As for Wiggins's argument about alleged unwarranted sentencing disparities between Wiggins and those who pleaded guilty and cooperated, Wiggins does not offer any support for his claim. See [D.E. 403] 14. Unlike Wiggins, some of Wiggins's co-conspirators pleaded guilty and cooperated. See PSR ¶¶ 3, 5-10. There is nothing unwarranted about a sentencing disparity between a person who accepts responsibility, pleads guilty, and cooperates and a defendant who denies guilt and is convicted at trial. See United States v. Lopez, 860 F.3d 201,217-18 (4th Cir. 2017); United States v. Allmendinger, 706 F.3d 330,343-44 (4th Cir. 2013); United States v. Abu Ali, 528 F.3d 210,263 (4th Cir. 2008) (“Although [a defendant has] every right to go to trial and claim innocence until proven guilty, . . . [once] proven guilty[, he] cannot avail himself of the benefits typically afforded those who reach plea agreements with the government and accept responsibility for their illegal conduct before going to trial.”).
Wiggins also argues that the changes in the First Step Act to enhancements under 21 U.S.C. § 851 create an unwarranted sentencing disparity because he would not be subject to a mandatory life sentence if he had been sentenced after the First Step Act's effective date of December 21,2018. See [D.E. 403] 6; [D.E. 411] 6-10; [D.E. 419] 1-2. Specifically, under the First Step Act, if Wiggins were convicted of conspiracy to distribute and possess with the intent to distribute 5 kilograms or more of cocaine, then he would have faced a mandatory minimum of 10 years and a statutory maximum of life. See 21 U.S.C. § 841(b)(1)(A)(ii). If he had a prior conviction for a serious drug felony or serious violent felony, then the mandatory minimum would be 15 years' imprisonment and the statutory maximum would be life imprisonment.

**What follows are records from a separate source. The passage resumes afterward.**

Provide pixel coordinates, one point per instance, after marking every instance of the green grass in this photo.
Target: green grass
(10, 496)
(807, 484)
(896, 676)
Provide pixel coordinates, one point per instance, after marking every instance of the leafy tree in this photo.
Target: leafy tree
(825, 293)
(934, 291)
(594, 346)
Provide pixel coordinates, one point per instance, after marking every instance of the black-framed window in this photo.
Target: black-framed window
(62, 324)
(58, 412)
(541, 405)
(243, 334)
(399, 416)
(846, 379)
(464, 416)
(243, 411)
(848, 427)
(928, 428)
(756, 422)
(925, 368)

See id. § 841(b). If he had two such prior convictions, then the mandatory minimum would be 25 years' imprisonment and the statutory maximum would be life imprisonment. See id.

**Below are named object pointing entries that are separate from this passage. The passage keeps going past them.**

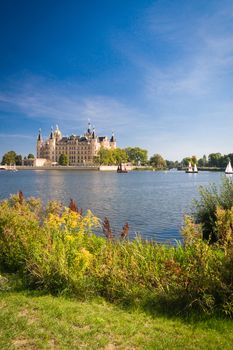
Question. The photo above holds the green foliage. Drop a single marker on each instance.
(18, 159)
(31, 156)
(9, 158)
(205, 208)
(158, 162)
(111, 156)
(31, 320)
(63, 159)
(137, 156)
(55, 250)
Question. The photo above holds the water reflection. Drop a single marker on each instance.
(153, 203)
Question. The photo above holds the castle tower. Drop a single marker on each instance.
(113, 141)
(52, 146)
(39, 144)
(57, 134)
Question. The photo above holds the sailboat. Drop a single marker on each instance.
(190, 169)
(195, 169)
(229, 169)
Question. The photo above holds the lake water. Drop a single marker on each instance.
(153, 203)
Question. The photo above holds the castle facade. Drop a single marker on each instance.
(80, 150)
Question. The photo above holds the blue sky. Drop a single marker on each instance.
(157, 73)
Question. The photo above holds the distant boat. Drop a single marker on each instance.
(121, 169)
(192, 170)
(229, 169)
(195, 169)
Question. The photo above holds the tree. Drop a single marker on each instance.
(171, 164)
(185, 161)
(214, 159)
(136, 155)
(111, 156)
(193, 160)
(158, 162)
(63, 159)
(31, 156)
(119, 156)
(18, 159)
(9, 158)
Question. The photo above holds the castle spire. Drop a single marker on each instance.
(39, 138)
(113, 139)
(93, 132)
(89, 127)
(51, 134)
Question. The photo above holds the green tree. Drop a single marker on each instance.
(137, 155)
(214, 159)
(111, 157)
(105, 157)
(119, 156)
(193, 160)
(171, 164)
(31, 156)
(18, 159)
(9, 158)
(185, 161)
(63, 159)
(158, 162)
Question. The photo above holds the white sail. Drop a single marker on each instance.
(195, 168)
(190, 169)
(229, 168)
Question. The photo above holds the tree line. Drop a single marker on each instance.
(11, 158)
(136, 156)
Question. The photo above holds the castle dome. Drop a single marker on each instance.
(57, 133)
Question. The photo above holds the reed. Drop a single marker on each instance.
(53, 248)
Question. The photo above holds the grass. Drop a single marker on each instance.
(33, 321)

Under the First Step Act, a “serious drug felony” means an offense “described in section 924(e)(2) of Title 18 for which (A) the offender served a term of imprisonment of more than 12 months; and (B) the offender's release from any term of imprisonment was within 15 years of commencement of the instant offense.” 21 U.S.C. § 802(57); United States v. Skaggs, 23 F.4th 342, 343 (4th Cir. 2022). According to Wiggins, if he were prosecuted and sentenced today, he would not have any qualifying serious drug felonies, would not face mandatory life sentences, and would) simply face an advisory guideline range on count one and six of235 to 293 months' imprisonment and a statutory maximum of life imprisonment. See [D.E. 403] 6,12; [D.E. 411] 6-9; [D.E. 419] 3-4. The United States does not disagree. The court will consider this non-retroactive, intervening change in sentencing law due to the First Step Act under the “other reasons” policy statement. See Concepcion v. United States, 142 S.Ct. 2389,2404 (2022); McCoy, 981 F.3d at 284-88.

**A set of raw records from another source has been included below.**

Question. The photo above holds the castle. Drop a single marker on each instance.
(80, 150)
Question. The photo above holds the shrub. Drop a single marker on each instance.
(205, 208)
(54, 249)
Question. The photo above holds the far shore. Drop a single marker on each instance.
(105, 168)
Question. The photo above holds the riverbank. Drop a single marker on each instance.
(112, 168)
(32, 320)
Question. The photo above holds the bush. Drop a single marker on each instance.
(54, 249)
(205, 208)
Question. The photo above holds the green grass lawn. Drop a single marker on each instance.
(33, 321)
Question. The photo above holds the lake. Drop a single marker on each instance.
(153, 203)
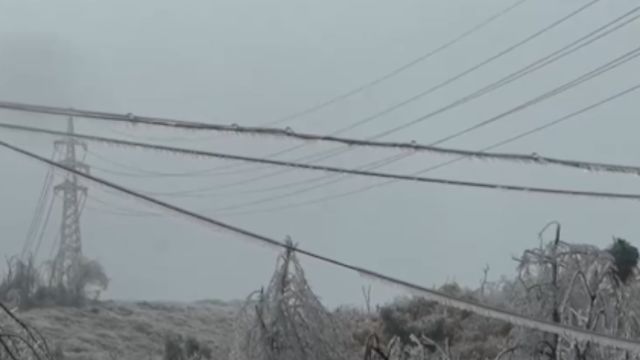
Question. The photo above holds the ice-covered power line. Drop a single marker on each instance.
(338, 170)
(398, 70)
(511, 157)
(493, 146)
(602, 69)
(433, 295)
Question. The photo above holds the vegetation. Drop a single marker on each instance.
(177, 347)
(26, 286)
(576, 285)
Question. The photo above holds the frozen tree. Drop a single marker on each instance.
(18, 340)
(287, 321)
(581, 286)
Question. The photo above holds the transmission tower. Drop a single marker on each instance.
(67, 260)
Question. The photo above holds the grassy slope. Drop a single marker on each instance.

As for the “other reasons” policy statement, the court assumes without deciding that the COVID-19 pandemic, Wiggins's age, his learning disability, his time served, his rehabilitative efforts, his supportive family and friends, his release plan, and changes under the First Step Act to the enhancements under section 851 are together extraordinary and compelling reasons under section 3582(c)(1)(A). Cf. United States v. Ferguson, No. 21-6733, F.4th ___, ___, 2022 WL 17256572, at *4-5 (4th Cir. Nov. 20,2022) (a defendant cannot use 18 U.S.C. § 3582(c)(1)(A) to collaterally attack his conviction and sentence, but can seek relief on his sentence due to a non-retroactive change in sentencing law under the First Step Act); McCoy, 981 F.3d at 284-88; United States v. Raia, 954 F.3d 594, 597 (3d Cir. 2020) (“[T]he mere existence of COVID-19 in society and the possibility that it may spread to a particular prison alone cannot independently justify compassionate release, especially considering BOP's statutory role, and its extensive and professional efforts to curtail the virus's spread.”).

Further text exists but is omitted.